BUSINESS

'Rising commodity price is a big worry'

By Reena Zachariah & Rajesh Abraham in Mumbai
March 29, 2008 13:53 IST

N M Rothschild has been at the centre of global financial markets for over 200 years. Rothschild, which ranks among the world's largest privately owned banks, sees tremendous opportunity in small and mid-cap segment in India.

Richard Heald, Vice-Chairman and Amitabh Malhotra, Director of Rothschild spoke to Reena Zachariah and Rajesh Abraham about the volatile market, its implications and how this is an opportunity for Rothschild in India. Rothschild's independent and objective advice to the clients is as important in these challenging times as during a bull phase.

The markets are choppy. Do you think the meltdown will continue for some more time?

Heald: Markets are extremely volatile. There is clearly a tightening of liquidity in the international markets. The liquidity situation and the uncertainty in the financial services sector are having an impact on the ability of banks to fund acquisitions.

People will look at transactions in far greater detail than anytime in the past. There will also be an impact on the cost of capital. Such issues are common throughout the world.

How is this situation panning out in India?

Heald: The situation in India is less difficult because domestic banks are isolated or less affected by these problems.

Nevertheless, as the Finance Minister said on Monday, there was no financial decoupling. Therefore, problems in the US, Europe and Asia, to a certain extent, clearly have an impact in India.

Are IPO deals being affected by the ongoing market correction?

Heald: Corporates should be open to all financing options. Investors in general want to invest in cash generating assets and commodities rather than blue-sky projects. In the Indian context, private equity funds have surplus liquidity and have shown an increasing willingness to invest in equities.

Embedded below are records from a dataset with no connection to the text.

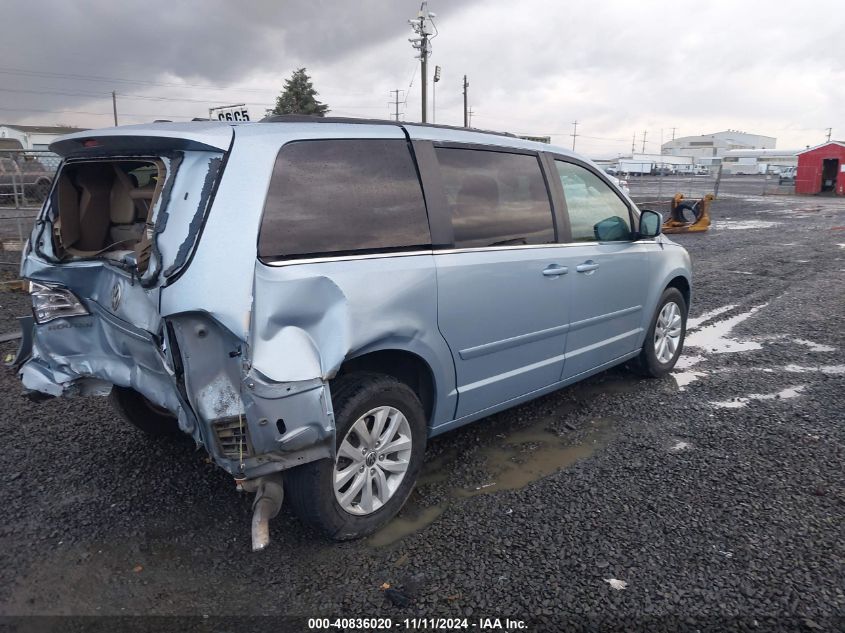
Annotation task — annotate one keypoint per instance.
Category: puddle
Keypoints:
(812, 346)
(412, 519)
(832, 370)
(707, 316)
(744, 224)
(534, 453)
(684, 378)
(518, 459)
(716, 339)
(685, 361)
(784, 394)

One would thus expect the companies with delayed IPOs to tap the private equity investors by way of pre-IPOs/PIPEs. It may be better for some of these companies to go directly to private equity investors, generate cash flows and then to go public.

Is private equity an ideal arrangement? Can you give us some examples?

Heald: Allcargo Global Logistics and Havells India are two examples. These companies were looking at the qualified institutional placement route, but the market volatility compelled them to raise funds from private equity investors.

Cairn India did a $625 million placement on Monday. It was a quick and simple transaction. There is liquidity in the private equity market. Private equity investors put money into companies which meet their investment criteria. Moreover, they are willing to take minority positions and are capable of arriving at quick decisions.

What is your view on valuations? What is the feedback from corporates?

Amitabh: Valuations are not merely the function of entry valuations. Private equity investors look at valuations over a period of time as they do not buy and sell on a flip basis. A typical private equity fund's life is 7+ years and the exit timeframe is generally 3-5 years.

You need to see valuations on a historical five-ten year trend basis, through the crests and troughs. When investors exit, they need to know the end of the cycle they are likely to catch and the entry valuations.

What is your take on interest rates and inflation?

Heald: Rising commodity prices are worrisome. The inflationary pressures are a concern. However I'm extremely bullish about the Indian economy, both in relative and absolute terms.